Eventually, we look back. And we see how much destruction those unresolved issues have caused. We may not realise that we’ve cut off our limbs while accepting them to be tolerable sacrifices.

Addressing the unaddressed is painful. And it takes work. So much work that we often opt for the slow destruction of tolerated pain rather than facing up to the monsters.

They can seem insurmountable when you look at them all at once. If we ignore them, at least we don’t have to look upon the flaws that scar our souls.

No matter what we do, those flaws and ignored faults surface. The cracks appear. Ripples across our personalities. Biting and jagged edges. So it is better, surely, to choose to look upon them now, while you have the strength, and find a way to challenge them head-on.

Healing through osmosis doesn’t work. We don’t have membranes that mental health can seep through from others. Throwing yourself into work doesn’t make the problems disappear. Chasing achievement after achievement doesn’t erase the pain. I’ve tried all of these things and none of them works. They just mask the problem. They treat the symptoms rather than the root of the disease. Short-term fixes are all they are, to distract your mind from the fact that there are flaws that need your attention.

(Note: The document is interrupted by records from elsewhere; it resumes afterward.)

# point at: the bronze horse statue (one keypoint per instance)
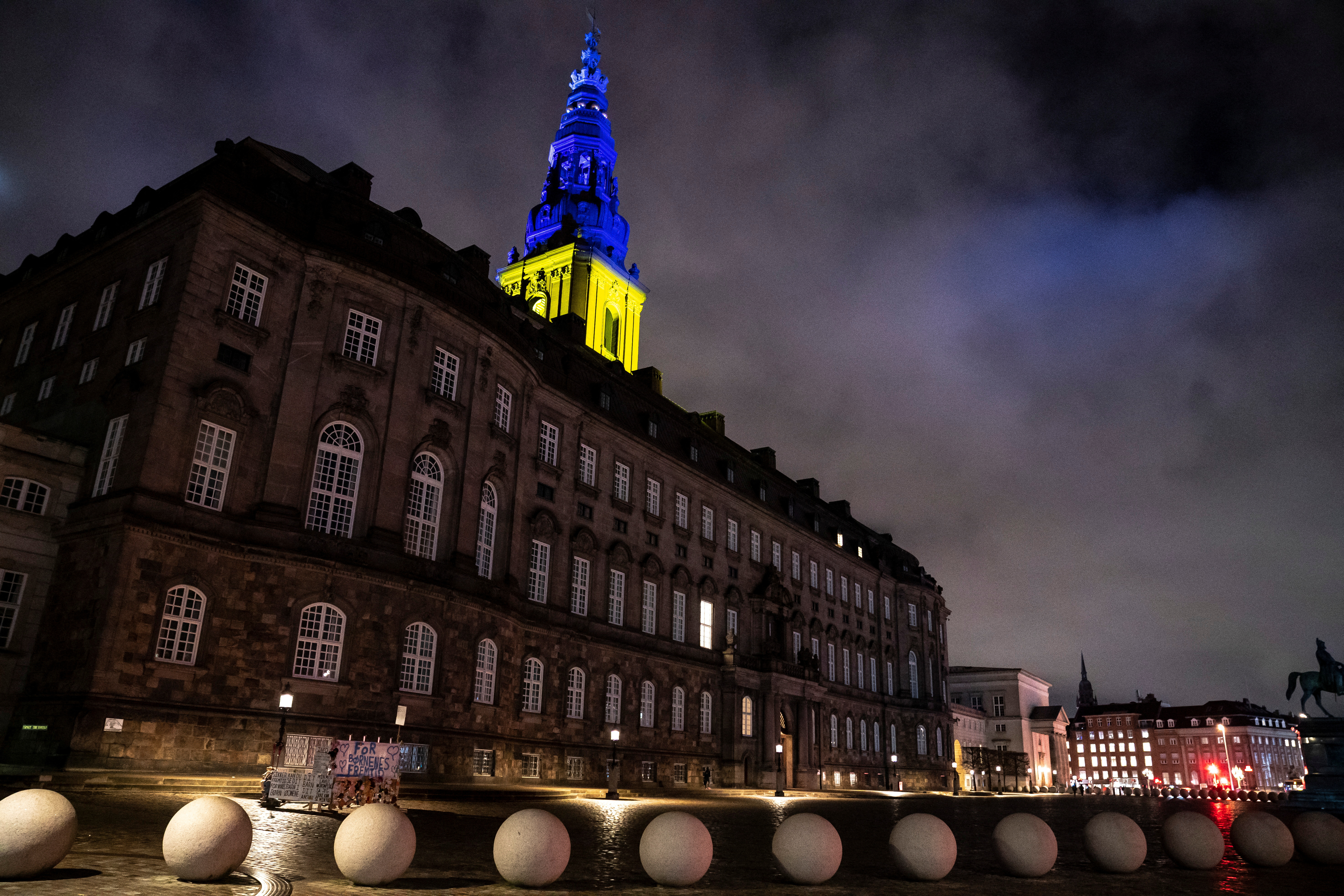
(1315, 683)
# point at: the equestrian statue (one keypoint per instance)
(1330, 679)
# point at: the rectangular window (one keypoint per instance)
(136, 351)
(443, 378)
(616, 598)
(650, 621)
(245, 296)
(678, 616)
(11, 592)
(362, 338)
(105, 303)
(154, 283)
(503, 408)
(210, 467)
(588, 465)
(111, 452)
(538, 571)
(62, 334)
(548, 442)
(578, 588)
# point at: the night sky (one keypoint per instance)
(1050, 291)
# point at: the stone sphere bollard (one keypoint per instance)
(1320, 837)
(531, 848)
(1115, 843)
(1025, 845)
(675, 850)
(376, 844)
(1193, 840)
(209, 839)
(1263, 840)
(37, 831)
(808, 848)
(923, 847)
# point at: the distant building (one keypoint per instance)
(1021, 716)
(41, 478)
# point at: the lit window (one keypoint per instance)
(418, 659)
(245, 296)
(321, 633)
(179, 632)
(210, 467)
(154, 283)
(443, 378)
(483, 690)
(331, 504)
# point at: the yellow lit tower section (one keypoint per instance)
(575, 253)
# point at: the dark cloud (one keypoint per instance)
(1050, 291)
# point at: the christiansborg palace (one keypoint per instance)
(327, 453)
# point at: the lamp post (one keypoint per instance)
(611, 772)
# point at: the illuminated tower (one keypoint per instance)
(575, 252)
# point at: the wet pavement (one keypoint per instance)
(119, 850)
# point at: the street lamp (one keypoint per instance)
(611, 772)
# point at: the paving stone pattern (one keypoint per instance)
(119, 850)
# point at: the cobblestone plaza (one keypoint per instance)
(120, 840)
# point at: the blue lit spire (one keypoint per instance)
(581, 195)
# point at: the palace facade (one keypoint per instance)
(333, 457)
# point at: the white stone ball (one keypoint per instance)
(376, 844)
(1115, 843)
(209, 839)
(1263, 840)
(1025, 844)
(923, 847)
(531, 848)
(808, 848)
(1193, 840)
(37, 831)
(675, 850)
(1320, 837)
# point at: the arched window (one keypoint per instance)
(423, 500)
(613, 699)
(575, 695)
(612, 334)
(484, 688)
(533, 686)
(486, 532)
(322, 629)
(181, 626)
(647, 704)
(331, 506)
(418, 659)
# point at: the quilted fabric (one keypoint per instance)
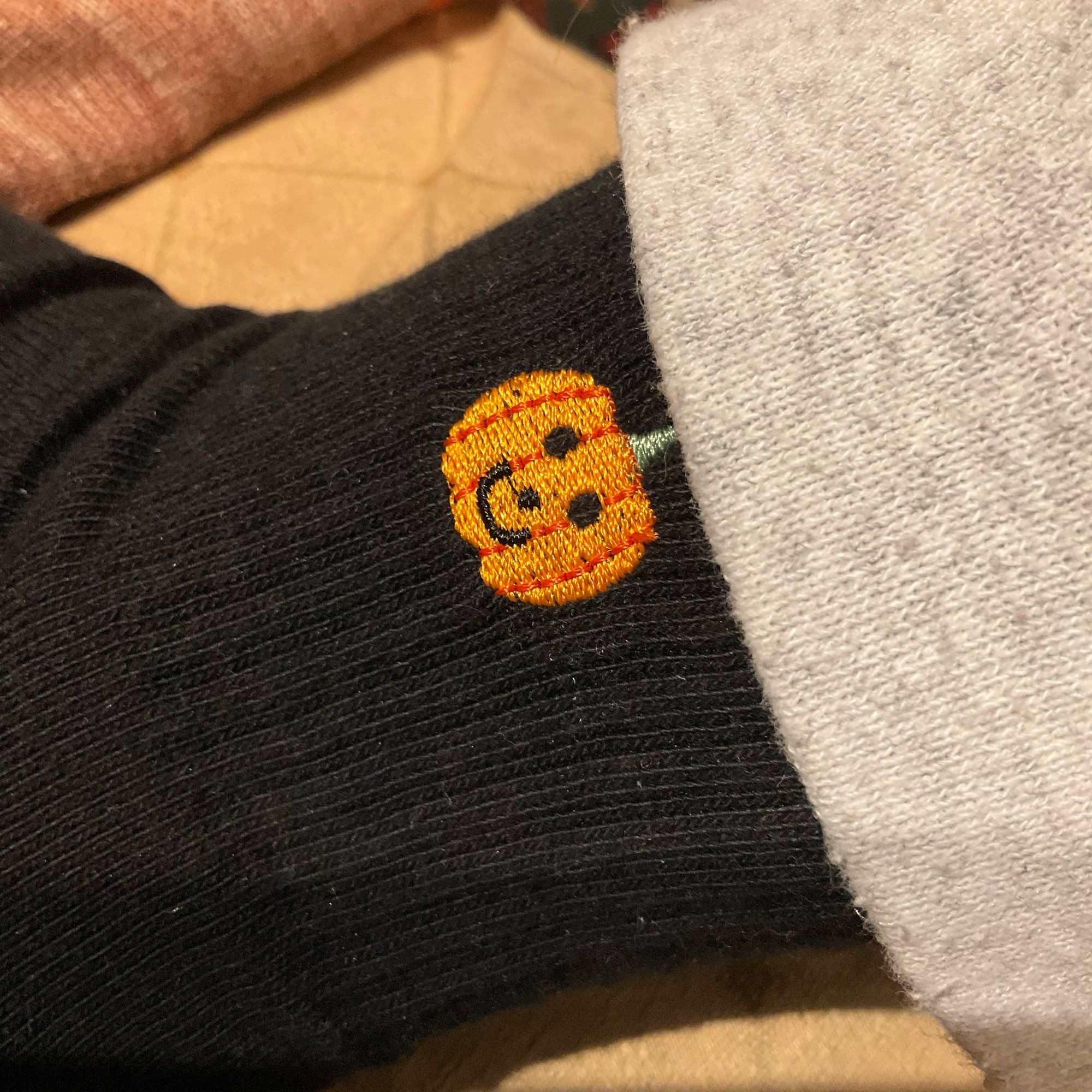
(421, 141)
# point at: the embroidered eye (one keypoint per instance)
(548, 489)
(528, 500)
(561, 442)
(585, 509)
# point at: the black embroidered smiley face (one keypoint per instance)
(547, 486)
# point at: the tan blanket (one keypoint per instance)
(425, 138)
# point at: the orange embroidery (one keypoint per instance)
(520, 462)
(548, 489)
(565, 396)
(642, 536)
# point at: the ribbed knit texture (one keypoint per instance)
(864, 230)
(284, 780)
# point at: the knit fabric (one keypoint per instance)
(864, 230)
(572, 516)
(286, 781)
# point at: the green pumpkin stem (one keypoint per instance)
(647, 446)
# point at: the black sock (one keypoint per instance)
(287, 781)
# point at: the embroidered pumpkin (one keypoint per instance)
(547, 486)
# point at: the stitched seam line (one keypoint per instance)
(548, 529)
(521, 461)
(645, 535)
(564, 396)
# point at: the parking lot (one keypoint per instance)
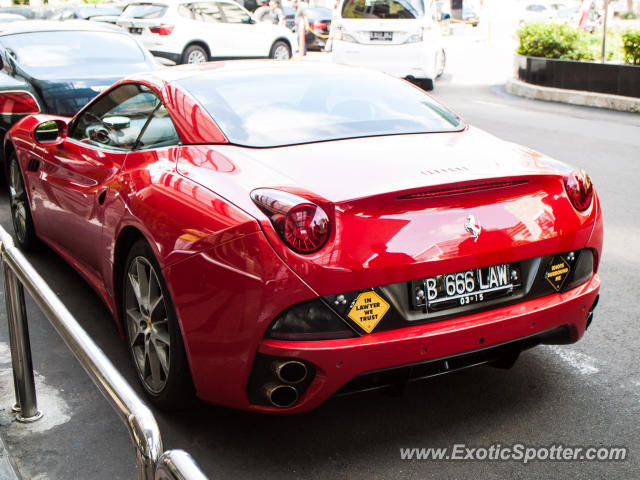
(583, 395)
(587, 394)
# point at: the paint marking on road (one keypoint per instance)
(585, 364)
(491, 104)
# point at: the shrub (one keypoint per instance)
(551, 40)
(631, 46)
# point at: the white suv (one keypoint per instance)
(197, 31)
(398, 37)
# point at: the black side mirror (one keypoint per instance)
(50, 132)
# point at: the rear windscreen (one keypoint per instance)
(286, 106)
(144, 10)
(67, 47)
(383, 9)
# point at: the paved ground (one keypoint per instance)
(582, 394)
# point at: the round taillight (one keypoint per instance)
(579, 189)
(306, 228)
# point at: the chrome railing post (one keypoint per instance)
(141, 424)
(20, 348)
(178, 465)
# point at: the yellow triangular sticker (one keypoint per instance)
(368, 310)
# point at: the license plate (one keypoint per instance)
(471, 286)
(385, 36)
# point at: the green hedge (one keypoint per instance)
(631, 46)
(551, 40)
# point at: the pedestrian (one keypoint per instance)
(334, 15)
(262, 13)
(301, 24)
(276, 13)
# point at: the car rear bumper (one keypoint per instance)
(174, 57)
(341, 364)
(415, 60)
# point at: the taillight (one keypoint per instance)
(302, 225)
(163, 29)
(317, 25)
(579, 189)
(18, 103)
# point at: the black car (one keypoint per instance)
(57, 67)
(86, 12)
(319, 22)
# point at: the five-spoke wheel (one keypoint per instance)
(153, 333)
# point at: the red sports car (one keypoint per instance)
(268, 235)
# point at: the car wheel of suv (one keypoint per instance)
(195, 54)
(20, 210)
(280, 51)
(153, 333)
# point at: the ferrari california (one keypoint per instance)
(344, 233)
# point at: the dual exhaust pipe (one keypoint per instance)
(289, 373)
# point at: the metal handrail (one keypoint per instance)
(141, 424)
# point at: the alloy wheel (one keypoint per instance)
(147, 324)
(18, 200)
(196, 56)
(281, 53)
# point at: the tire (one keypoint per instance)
(20, 210)
(280, 51)
(194, 54)
(152, 332)
(441, 61)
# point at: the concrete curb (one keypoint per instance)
(7, 472)
(574, 97)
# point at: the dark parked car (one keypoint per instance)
(319, 22)
(57, 67)
(86, 12)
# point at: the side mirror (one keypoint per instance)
(116, 122)
(51, 132)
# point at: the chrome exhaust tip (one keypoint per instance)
(281, 396)
(290, 371)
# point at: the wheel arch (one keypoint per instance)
(281, 39)
(8, 149)
(199, 43)
(126, 238)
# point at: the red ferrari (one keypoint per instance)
(268, 235)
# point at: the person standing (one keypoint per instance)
(334, 15)
(302, 24)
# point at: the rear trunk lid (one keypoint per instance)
(399, 204)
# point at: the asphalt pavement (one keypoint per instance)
(586, 394)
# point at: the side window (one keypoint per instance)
(234, 14)
(159, 131)
(207, 12)
(116, 120)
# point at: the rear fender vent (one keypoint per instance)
(475, 187)
(33, 165)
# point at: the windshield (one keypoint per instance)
(291, 106)
(383, 9)
(63, 48)
(144, 10)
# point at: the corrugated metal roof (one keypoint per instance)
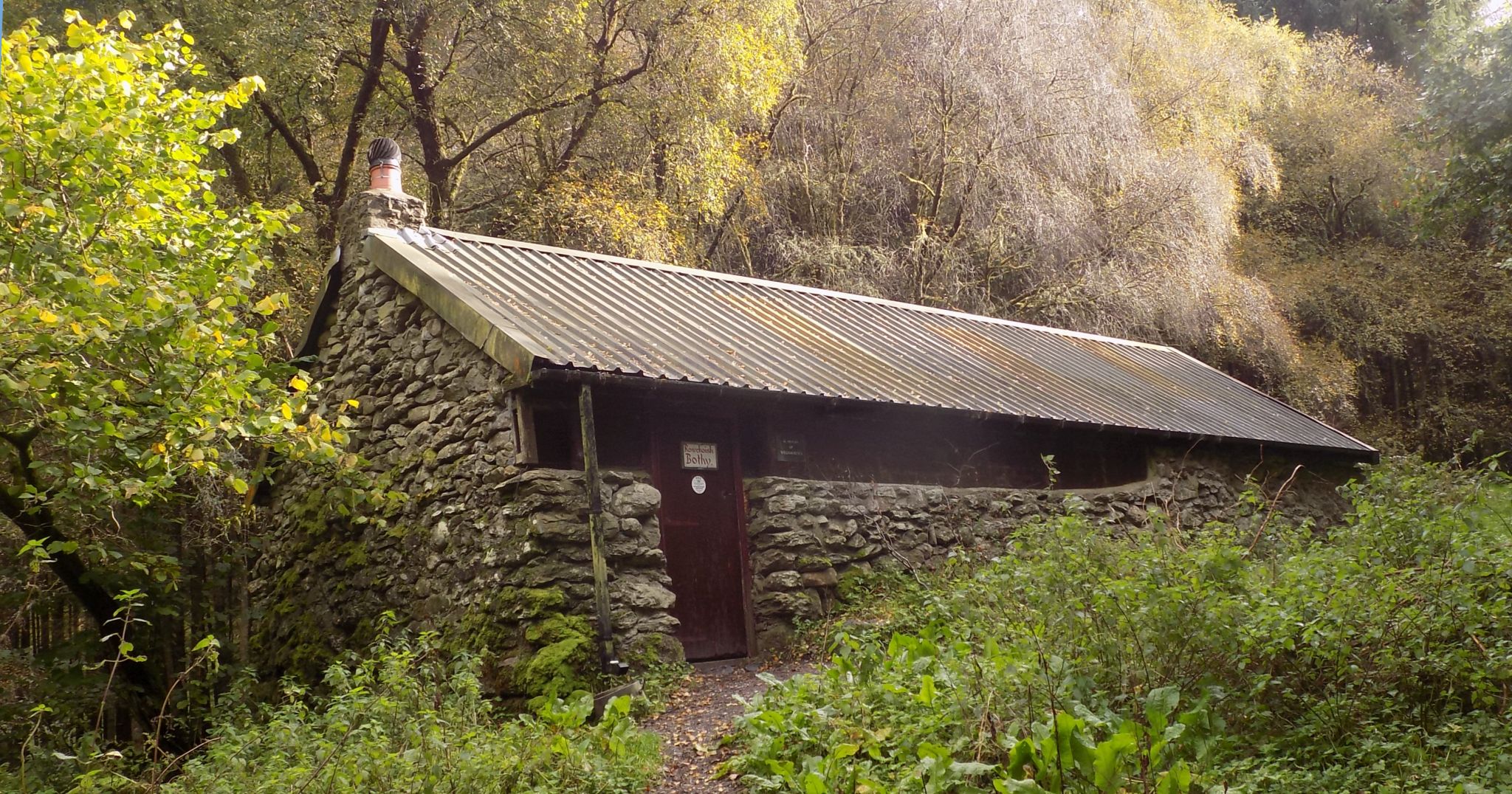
(614, 315)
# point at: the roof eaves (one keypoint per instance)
(454, 301)
(1282, 404)
(718, 276)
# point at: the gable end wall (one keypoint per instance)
(490, 554)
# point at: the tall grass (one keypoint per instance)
(1375, 655)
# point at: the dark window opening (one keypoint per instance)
(555, 436)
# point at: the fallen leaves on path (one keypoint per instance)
(698, 719)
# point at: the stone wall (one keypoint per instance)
(466, 542)
(805, 534)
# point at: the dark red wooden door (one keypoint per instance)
(696, 472)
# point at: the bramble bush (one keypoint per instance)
(413, 719)
(405, 717)
(1373, 655)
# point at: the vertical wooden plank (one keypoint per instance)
(601, 570)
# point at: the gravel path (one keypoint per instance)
(701, 714)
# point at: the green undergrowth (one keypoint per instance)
(408, 716)
(1375, 655)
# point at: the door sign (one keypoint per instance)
(701, 455)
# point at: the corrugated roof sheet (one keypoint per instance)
(613, 315)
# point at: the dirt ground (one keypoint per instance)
(701, 714)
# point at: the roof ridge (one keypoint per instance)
(770, 283)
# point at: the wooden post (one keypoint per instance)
(601, 569)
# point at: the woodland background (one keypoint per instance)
(1313, 196)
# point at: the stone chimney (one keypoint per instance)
(383, 204)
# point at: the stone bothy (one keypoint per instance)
(593, 462)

We are not yet capable of healing each other through some sort of shared telepathy. Plants can do this. We, however, can help one another along. Words are our source, our sole but powerful source. We can communicate and express our emotions. We can reach across the divide as no other creature can, and we can let one another know that we are together. We are the same and we will get through whatever needs getting through.

Perhaps this is our osmosis. Our ability to use words. Delicately, imperfectly. Perhaps this is how we help one another to heal.